Sunday, June 19, 2011

Nostalgia is Denial (Midnight in Paris Spoiler Alert)



One person's golden age is another's dreadfully boring present. The golden age, to the protagonist in “Midnight in Paris”, which he enjoyably bumped into, exists in the exciting Gatsby-like parties in the 20’s where he meets the Fitzgerald’s, Hemingway and Picasso. Sadly but inevitably, the golden age, to his almost lover, is in her own past with Edgar Degas and Gauguin in the 1890s. This is the problem of being thrown back in time, but of course, not a problem Salvador Dalí and Man Ray see.
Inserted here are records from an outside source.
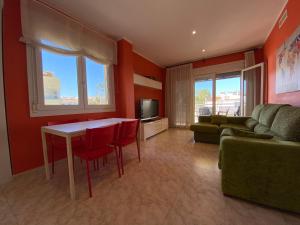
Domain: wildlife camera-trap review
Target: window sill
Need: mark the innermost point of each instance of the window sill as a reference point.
(41, 113)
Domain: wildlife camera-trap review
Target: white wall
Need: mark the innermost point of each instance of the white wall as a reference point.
(5, 166)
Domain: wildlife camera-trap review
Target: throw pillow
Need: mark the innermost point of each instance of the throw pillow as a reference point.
(218, 119)
(251, 123)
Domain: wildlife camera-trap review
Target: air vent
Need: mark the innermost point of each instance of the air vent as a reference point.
(282, 18)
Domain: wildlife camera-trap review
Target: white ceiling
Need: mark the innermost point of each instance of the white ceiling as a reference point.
(161, 30)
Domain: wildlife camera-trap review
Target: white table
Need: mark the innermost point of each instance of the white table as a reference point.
(68, 131)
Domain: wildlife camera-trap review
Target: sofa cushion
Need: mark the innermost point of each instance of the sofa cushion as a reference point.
(268, 113)
(205, 128)
(237, 119)
(251, 123)
(261, 129)
(287, 123)
(218, 119)
(250, 134)
(227, 132)
(233, 125)
(256, 112)
(206, 119)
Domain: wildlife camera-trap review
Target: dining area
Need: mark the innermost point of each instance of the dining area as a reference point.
(90, 141)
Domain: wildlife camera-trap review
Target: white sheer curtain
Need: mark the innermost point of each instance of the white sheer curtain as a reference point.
(179, 95)
(42, 25)
(249, 84)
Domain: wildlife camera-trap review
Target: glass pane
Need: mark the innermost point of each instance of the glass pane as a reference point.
(228, 96)
(59, 79)
(252, 90)
(203, 98)
(96, 76)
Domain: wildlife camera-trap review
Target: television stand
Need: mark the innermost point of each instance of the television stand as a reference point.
(153, 127)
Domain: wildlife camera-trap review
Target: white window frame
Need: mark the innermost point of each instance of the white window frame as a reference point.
(36, 92)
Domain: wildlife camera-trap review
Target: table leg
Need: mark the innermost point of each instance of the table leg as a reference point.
(45, 154)
(139, 135)
(70, 166)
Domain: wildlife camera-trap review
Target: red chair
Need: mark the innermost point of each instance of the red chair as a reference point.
(59, 143)
(128, 134)
(98, 144)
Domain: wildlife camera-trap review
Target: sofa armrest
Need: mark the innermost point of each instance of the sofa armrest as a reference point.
(236, 149)
(237, 119)
(204, 119)
(263, 171)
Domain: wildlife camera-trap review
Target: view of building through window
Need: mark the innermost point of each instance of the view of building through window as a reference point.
(227, 100)
(203, 98)
(228, 96)
(60, 80)
(96, 83)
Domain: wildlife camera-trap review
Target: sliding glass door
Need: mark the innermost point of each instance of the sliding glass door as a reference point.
(228, 94)
(252, 84)
(203, 97)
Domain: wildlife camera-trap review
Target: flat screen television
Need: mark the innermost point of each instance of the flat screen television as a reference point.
(149, 109)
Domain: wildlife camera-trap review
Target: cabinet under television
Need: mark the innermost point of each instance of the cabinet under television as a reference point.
(151, 128)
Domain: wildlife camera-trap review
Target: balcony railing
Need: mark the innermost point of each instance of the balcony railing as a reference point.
(227, 108)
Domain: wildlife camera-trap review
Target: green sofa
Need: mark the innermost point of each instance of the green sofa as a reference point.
(259, 155)
(265, 171)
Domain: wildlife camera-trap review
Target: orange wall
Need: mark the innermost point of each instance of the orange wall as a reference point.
(219, 60)
(125, 79)
(24, 131)
(228, 58)
(274, 41)
(144, 67)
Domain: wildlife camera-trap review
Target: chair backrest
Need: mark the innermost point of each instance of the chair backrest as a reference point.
(99, 138)
(128, 131)
(62, 122)
(54, 139)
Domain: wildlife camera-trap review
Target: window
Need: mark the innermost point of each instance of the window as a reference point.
(228, 98)
(218, 94)
(96, 79)
(60, 79)
(62, 82)
(203, 98)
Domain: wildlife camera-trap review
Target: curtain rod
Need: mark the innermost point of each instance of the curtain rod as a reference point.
(76, 20)
(203, 59)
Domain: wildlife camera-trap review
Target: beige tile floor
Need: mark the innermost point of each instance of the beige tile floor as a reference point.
(177, 183)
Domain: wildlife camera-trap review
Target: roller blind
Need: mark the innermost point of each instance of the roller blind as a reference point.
(42, 25)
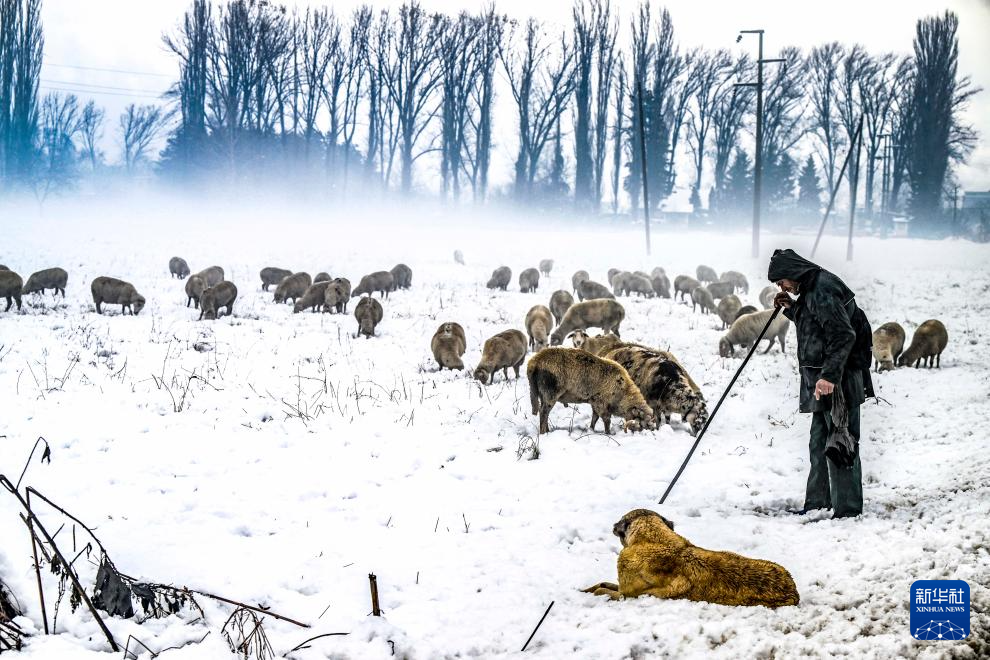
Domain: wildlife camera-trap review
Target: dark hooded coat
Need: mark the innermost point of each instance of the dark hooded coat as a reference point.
(833, 334)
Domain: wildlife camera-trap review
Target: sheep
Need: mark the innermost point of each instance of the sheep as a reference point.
(292, 287)
(706, 274)
(888, 344)
(928, 342)
(529, 280)
(737, 278)
(500, 278)
(539, 322)
(604, 314)
(568, 375)
(560, 302)
(115, 292)
(448, 345)
(194, 290)
(315, 297)
(767, 295)
(222, 295)
(577, 278)
(381, 281)
(49, 278)
(504, 350)
(11, 285)
(746, 329)
(368, 314)
(337, 295)
(701, 297)
(728, 308)
(177, 267)
(684, 285)
(591, 290)
(402, 275)
(272, 275)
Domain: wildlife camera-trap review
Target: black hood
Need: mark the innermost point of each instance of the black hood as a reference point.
(788, 264)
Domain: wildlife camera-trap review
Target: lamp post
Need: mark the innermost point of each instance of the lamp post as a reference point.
(758, 158)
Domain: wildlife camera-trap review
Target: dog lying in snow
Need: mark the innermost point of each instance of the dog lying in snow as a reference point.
(658, 562)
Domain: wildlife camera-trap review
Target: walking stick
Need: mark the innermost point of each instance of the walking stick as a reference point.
(717, 405)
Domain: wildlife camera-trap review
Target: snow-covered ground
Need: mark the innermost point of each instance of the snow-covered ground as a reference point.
(300, 459)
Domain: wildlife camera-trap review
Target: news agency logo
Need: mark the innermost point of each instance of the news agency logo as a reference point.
(940, 609)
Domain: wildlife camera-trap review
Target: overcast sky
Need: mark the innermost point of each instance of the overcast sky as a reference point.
(126, 35)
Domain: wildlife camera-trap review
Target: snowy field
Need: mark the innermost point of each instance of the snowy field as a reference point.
(300, 459)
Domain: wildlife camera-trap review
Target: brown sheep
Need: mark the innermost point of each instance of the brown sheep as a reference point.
(11, 285)
(292, 287)
(529, 280)
(500, 278)
(604, 314)
(177, 267)
(112, 291)
(567, 375)
(222, 295)
(560, 302)
(314, 298)
(368, 314)
(888, 343)
(504, 350)
(448, 345)
(539, 322)
(50, 278)
(272, 275)
(927, 344)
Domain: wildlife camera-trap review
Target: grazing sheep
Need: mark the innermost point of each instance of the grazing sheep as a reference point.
(927, 344)
(767, 295)
(402, 275)
(737, 279)
(560, 302)
(500, 278)
(888, 343)
(504, 350)
(539, 322)
(701, 297)
(222, 295)
(577, 278)
(315, 297)
(591, 290)
(746, 329)
(604, 314)
(368, 314)
(380, 281)
(706, 274)
(177, 267)
(194, 290)
(112, 291)
(720, 289)
(567, 375)
(684, 285)
(529, 280)
(728, 309)
(292, 287)
(49, 278)
(272, 275)
(664, 384)
(11, 285)
(448, 345)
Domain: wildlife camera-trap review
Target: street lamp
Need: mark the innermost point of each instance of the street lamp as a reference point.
(758, 159)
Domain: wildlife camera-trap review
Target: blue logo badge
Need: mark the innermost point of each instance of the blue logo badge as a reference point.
(939, 609)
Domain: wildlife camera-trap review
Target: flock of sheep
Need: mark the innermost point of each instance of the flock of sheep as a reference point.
(643, 385)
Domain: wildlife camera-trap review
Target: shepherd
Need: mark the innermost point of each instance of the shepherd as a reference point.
(834, 339)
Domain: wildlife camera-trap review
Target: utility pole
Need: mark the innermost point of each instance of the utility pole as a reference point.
(758, 158)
“Nostalgia is denial, denial of the painful present”. The nostalgia shops have long been fashion’s favored references. The 70’s has been the contemporary’s golden age with its platform shoes, color blocking, and high-waist short shorts. The 20’s flappers with their sheath dress and bob hair had their own time of comeback too. It is perhaps inevitable that fashion in the present is never going to be as interesting as some age in the past.

Woody Allen, who still writes his screenplay on a typewriter, does not hide his nostalgia. If Woody Allen’s present that he deniably depicts will be looked back at as references, what fashion trend in the present would be intriguing enough when the golden age of fashion is searched for in the future?